Aeshnina Azzahra Aqilani just returned to Indonesia after attending an invitation from the Plastic Soup Foundation in Amsterdam. The teenager familiarly called Nina went with her parents, Prigi Arisandi and Daru Setyo Rini, to attend the Plastic Health Summit as a speaker from Indonesia. 

While attending the event, Nina spoke about the waste trade, where developed countries smuggle their waste illegally to Indonesia. This can pollute the Indonesian environment.

"We just found the fact that the waste is dumped into developed countries. We cried hearing this fact," Nina said. This 14-year-old teenager also was allowed to see Plastic Recycling Center in Amsterdam. Nina told from all the waste collected there (Plastic Recycling Center), only 60 percent of the plastic waste. For other debris such as tin, aluminum, paper, textiles sent to the incinerator or burned. 



"They only process 80 percent of the waste, and they use water to wash the waste. When I asked where the water was disposed of, they said they recycle the water, but the waste from recycling is quite enormous. They need 50 percent of new plastic seeds to produce new products by using sophisticated machines," Nina said. 

Not only that, during three weeks in Amsterdam, Nina also visited Groningen, Leiden, and walked along the Amsterdam canals. She admits that the Dutch are trying very hard to use renewable sources of electricity such as windmills and solar panels.

"Three weeks in Amsterdam and one week in the UK are certainly a lot of new experiences and knowledge. Moreover, I met researchers who researched microplastics in the placenta, blood, fruit, and microplastics' impact on humans. I also invite Dutch citizens to reduce single-use plastics, " Nina said. 
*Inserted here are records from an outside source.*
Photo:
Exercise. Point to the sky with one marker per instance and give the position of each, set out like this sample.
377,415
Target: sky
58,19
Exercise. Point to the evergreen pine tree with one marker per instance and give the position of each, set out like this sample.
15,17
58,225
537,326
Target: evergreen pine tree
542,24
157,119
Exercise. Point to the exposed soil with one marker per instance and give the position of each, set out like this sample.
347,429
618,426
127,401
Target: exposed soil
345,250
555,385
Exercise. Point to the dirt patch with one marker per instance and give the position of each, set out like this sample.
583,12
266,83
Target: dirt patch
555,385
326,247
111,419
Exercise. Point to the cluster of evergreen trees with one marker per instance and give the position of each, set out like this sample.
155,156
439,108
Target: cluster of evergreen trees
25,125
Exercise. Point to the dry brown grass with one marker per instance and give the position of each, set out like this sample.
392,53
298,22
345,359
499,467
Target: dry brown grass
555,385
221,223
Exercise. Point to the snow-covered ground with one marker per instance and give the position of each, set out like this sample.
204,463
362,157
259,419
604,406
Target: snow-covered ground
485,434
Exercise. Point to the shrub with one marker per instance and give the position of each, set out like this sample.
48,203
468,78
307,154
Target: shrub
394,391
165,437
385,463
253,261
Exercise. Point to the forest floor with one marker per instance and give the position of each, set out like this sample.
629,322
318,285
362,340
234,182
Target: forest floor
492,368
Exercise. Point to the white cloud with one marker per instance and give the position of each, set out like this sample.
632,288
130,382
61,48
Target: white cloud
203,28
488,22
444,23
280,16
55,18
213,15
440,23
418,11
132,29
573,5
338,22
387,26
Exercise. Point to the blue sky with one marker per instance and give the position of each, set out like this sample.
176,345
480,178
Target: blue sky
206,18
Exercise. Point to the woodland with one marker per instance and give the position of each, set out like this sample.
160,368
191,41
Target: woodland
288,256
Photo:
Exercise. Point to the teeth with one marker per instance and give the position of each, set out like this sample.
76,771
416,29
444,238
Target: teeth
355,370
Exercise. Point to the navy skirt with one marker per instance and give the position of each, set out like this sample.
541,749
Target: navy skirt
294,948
Nina also gives a message for children in Indonesia to be encouraged to speak up for their rights. "Help us to live in a brighter future! Let's reduce single-use plastic!" She added. 

About Plastic Health Summit of 2021

On October 21, 2021, the second Plastic Health Summit was held in Amsterdam, the Netherlands. Hosted by the Plastic Soup Foundation, the event followed the first edition in 2019 (FPF reported) and featured 25 speakers from academia, policy, business, and civil society. All presentations highlighted different aspects of plastics and their impacts on health, and recordings are freely available to watch.

Other speakers addressed the ethical aspects of plastic pollution from failed recycling, where plastic waste from industrialized nations is shipped, sometimes illegally, to Indonesia, Ghana, and other countries in the Global South. Susan Shaw, Shaw Institute, highlighted child labor as a key factor with detrimental health consequences.

Daru Setyorini and Prigi Arisandi showed footage from their home Indonesia where imported plastic waste is not being recycled but burnt in non-industrial incineration, leading to air and soil contamination dioxins, and other hazardous, persistent chemicals.